[Tex/LaTex] Problem with XeTeX input and output encoding

cjkinput-encodingsxecjkxetex

As we all known, the TeX engine XeTeX takes UTF-8 as its default input and output encoding format. However, it provides two new primitive control sequences that could define input encoding:

  • \XeTeXinputencoding defines the input encoding of the following text.
  • \XeTeXdefaultencoding defines the input encoding of subsequent files to be read.

Thus, one could put one of these two commands to specify the encoding that will be read by XeTeX, which makes XeTeX can handle files that are encoded by other formats. But unfortunately, XeTeX provides no interface to specify the output encoding format, so that it would write files with UTF-8 in every situation, even if we put \XeTeXinputencoding or \XeTeXdefaultencoding at the beginning of the master .tex file.

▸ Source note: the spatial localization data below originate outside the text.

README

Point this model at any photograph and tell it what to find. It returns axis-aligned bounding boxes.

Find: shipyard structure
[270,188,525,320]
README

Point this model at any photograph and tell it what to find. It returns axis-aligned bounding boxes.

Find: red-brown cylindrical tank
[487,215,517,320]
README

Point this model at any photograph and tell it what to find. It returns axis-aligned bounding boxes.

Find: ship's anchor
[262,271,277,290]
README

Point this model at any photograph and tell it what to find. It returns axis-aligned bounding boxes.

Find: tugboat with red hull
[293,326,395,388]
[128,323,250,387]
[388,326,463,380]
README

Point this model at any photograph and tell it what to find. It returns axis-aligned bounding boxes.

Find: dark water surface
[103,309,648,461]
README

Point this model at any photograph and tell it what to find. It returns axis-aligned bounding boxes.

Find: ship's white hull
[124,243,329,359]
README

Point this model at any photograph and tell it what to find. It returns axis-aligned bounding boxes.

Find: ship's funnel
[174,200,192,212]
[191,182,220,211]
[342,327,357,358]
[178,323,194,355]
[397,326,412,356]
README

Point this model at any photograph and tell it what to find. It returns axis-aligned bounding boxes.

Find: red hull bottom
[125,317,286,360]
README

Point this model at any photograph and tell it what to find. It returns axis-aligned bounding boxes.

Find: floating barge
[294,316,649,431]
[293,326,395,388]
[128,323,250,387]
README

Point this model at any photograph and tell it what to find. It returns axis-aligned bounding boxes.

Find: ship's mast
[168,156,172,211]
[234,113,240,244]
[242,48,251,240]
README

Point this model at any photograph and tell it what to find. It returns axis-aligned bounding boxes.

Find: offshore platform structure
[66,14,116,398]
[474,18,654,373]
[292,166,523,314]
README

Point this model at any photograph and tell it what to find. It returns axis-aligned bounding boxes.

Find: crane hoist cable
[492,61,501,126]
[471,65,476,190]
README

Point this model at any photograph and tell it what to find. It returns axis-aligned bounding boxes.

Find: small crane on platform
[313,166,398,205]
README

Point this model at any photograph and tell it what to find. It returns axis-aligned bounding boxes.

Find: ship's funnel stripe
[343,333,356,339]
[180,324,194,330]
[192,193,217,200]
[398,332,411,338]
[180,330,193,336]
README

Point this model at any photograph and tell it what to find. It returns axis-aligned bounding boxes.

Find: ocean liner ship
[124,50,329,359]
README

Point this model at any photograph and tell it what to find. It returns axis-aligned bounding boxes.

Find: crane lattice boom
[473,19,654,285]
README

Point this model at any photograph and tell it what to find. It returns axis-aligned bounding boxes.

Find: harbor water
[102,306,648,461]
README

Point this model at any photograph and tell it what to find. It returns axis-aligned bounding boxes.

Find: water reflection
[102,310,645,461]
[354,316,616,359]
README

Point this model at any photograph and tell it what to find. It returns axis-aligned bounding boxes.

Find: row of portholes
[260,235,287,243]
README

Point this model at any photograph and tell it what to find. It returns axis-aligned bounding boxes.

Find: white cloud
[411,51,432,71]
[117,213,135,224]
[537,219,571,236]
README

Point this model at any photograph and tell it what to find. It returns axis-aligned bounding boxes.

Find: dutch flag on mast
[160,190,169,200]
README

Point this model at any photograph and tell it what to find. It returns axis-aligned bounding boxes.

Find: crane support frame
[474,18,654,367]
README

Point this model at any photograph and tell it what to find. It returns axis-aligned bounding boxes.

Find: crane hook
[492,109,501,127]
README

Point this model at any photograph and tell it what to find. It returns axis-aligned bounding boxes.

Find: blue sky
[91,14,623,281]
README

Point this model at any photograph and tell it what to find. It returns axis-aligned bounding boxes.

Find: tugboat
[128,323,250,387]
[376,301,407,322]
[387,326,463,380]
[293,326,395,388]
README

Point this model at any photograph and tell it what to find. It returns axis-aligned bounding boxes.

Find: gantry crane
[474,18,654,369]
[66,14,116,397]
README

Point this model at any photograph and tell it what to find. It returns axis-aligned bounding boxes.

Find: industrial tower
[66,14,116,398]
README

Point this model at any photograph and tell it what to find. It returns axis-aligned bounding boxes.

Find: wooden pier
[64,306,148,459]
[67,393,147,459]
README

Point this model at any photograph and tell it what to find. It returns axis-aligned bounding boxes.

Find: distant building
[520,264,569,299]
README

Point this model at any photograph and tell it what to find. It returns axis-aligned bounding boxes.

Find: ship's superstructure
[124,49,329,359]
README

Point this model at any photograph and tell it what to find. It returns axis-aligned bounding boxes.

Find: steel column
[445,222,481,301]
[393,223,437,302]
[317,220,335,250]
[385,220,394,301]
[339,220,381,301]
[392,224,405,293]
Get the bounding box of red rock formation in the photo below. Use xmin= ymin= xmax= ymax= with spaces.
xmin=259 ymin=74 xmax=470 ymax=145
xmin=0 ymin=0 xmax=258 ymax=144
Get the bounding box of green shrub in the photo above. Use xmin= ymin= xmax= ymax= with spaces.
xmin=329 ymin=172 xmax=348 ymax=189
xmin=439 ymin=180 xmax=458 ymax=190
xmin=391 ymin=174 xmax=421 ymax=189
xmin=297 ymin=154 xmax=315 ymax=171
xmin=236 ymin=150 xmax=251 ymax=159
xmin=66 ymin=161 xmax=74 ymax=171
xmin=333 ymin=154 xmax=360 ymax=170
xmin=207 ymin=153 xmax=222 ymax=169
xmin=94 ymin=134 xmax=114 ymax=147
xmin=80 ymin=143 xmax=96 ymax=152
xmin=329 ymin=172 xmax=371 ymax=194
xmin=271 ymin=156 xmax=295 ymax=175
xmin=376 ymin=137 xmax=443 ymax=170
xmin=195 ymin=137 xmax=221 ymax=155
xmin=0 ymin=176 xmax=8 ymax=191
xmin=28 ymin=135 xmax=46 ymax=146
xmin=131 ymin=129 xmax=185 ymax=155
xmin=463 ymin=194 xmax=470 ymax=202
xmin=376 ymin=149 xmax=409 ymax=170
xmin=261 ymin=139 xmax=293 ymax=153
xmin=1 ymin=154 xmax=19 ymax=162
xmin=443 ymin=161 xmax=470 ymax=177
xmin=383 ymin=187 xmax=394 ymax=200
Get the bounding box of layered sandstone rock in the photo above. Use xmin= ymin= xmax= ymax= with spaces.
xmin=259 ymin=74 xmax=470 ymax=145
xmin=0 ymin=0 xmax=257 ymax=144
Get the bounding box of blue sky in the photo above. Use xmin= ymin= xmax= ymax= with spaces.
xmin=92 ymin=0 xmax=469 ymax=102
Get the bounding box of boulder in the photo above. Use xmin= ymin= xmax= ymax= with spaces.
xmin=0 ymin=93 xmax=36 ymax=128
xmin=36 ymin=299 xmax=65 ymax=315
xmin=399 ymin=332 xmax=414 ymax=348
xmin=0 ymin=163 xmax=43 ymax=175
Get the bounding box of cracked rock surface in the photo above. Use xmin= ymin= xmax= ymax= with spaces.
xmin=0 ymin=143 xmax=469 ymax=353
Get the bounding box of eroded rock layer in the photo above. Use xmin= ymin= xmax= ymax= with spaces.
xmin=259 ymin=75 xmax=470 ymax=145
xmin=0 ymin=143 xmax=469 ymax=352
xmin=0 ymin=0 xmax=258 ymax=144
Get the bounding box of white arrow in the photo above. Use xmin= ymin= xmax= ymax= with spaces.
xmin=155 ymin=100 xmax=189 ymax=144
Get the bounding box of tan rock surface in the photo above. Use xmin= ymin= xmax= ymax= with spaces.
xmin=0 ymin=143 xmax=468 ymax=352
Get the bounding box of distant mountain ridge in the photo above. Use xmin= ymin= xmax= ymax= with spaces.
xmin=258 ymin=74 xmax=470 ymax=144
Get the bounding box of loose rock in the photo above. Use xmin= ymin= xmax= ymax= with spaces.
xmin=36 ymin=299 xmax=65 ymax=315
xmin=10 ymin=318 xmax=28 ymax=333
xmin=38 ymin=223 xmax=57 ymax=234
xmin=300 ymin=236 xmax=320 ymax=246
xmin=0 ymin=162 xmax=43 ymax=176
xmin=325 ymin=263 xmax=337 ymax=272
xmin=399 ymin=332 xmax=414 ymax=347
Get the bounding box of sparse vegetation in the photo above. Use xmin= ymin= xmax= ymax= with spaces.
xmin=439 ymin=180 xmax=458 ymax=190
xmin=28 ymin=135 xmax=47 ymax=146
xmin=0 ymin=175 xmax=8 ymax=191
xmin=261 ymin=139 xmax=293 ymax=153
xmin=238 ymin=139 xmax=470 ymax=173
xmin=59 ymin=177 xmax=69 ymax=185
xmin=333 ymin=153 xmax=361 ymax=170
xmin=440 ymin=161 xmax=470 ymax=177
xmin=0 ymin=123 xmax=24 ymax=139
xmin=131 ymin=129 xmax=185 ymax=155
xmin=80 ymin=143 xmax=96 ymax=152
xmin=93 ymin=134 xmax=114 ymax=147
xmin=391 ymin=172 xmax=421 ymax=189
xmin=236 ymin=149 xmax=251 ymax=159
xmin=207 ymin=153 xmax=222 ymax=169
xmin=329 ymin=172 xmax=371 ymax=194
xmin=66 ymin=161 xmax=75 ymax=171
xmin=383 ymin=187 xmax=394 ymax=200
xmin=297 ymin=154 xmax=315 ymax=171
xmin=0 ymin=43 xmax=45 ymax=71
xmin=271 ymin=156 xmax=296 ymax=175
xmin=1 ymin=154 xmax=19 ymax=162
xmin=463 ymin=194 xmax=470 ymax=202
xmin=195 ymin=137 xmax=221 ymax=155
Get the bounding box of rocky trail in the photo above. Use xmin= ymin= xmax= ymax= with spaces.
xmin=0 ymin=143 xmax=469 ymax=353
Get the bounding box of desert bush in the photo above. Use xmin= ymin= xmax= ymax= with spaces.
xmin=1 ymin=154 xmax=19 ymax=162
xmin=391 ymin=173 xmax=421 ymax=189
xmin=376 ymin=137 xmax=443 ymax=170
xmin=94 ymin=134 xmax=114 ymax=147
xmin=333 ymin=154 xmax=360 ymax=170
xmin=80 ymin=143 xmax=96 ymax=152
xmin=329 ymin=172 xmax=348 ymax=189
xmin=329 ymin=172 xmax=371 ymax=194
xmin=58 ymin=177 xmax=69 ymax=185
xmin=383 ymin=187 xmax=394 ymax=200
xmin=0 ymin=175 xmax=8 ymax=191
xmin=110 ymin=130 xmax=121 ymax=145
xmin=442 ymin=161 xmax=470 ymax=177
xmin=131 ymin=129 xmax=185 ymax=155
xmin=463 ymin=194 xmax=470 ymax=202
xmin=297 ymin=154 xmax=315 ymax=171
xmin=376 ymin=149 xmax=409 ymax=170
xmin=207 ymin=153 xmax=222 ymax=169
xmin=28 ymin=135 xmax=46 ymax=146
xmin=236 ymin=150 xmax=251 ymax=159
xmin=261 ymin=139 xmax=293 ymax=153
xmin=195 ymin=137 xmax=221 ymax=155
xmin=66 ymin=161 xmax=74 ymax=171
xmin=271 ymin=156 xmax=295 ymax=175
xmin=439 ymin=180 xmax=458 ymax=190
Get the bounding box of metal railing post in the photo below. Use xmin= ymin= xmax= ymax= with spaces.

A MWE that shows this problem:

\XeTeXdefaultencoding "GBK"
\documentclass{article}
\begin{document}
\tableofcontents
\section{测试一}
这里是中文测试。
\clearpage
\section{测试二}
这里是中文测试。
\clearpage
\section{测试三}
这里是中文测试。
\clearpage
\section{测试四}
这里是中文测试。
\clearpage
\end{document}

(Note that there is no selection of CJK fonts here.)

If you save this piece of code as GBK (M$ calls it cp936), and compile it by XeLaTeX, no error will be reported. However, you would not be surprised that the .toc and .aux files are written as UTF-8.

The fact interpreted above will lead to another embarrassing tangible. These temp files were written by UTF-8, whereas the master file was saved as GBK. Hence, if we put \XeTeXinputencoding "GBK" at the begining of the master file, temp files will be read as UTF-8; if we use \XeTeXdefaultencoding "GBK", then temp fils will be read as GBK (but they themselves are UTF-8).

ERROR occurred so quietly but sadly.

Is there any clues or hints?

Best Answer

If you can't convert to utf8 (which is naturally the best as it will make life much easier) imho the best is to add \XeTeXinputencoding "GBK" at the begin of every file (master + input files) which uses this encoding.

\XeTeXdefaultencoding is simply misnamed: it can't be used to declare the default encoding of a complete project. (But you can use it to declare the encoding of a bundle of files - if you are sure that auxiliary files don't interfere).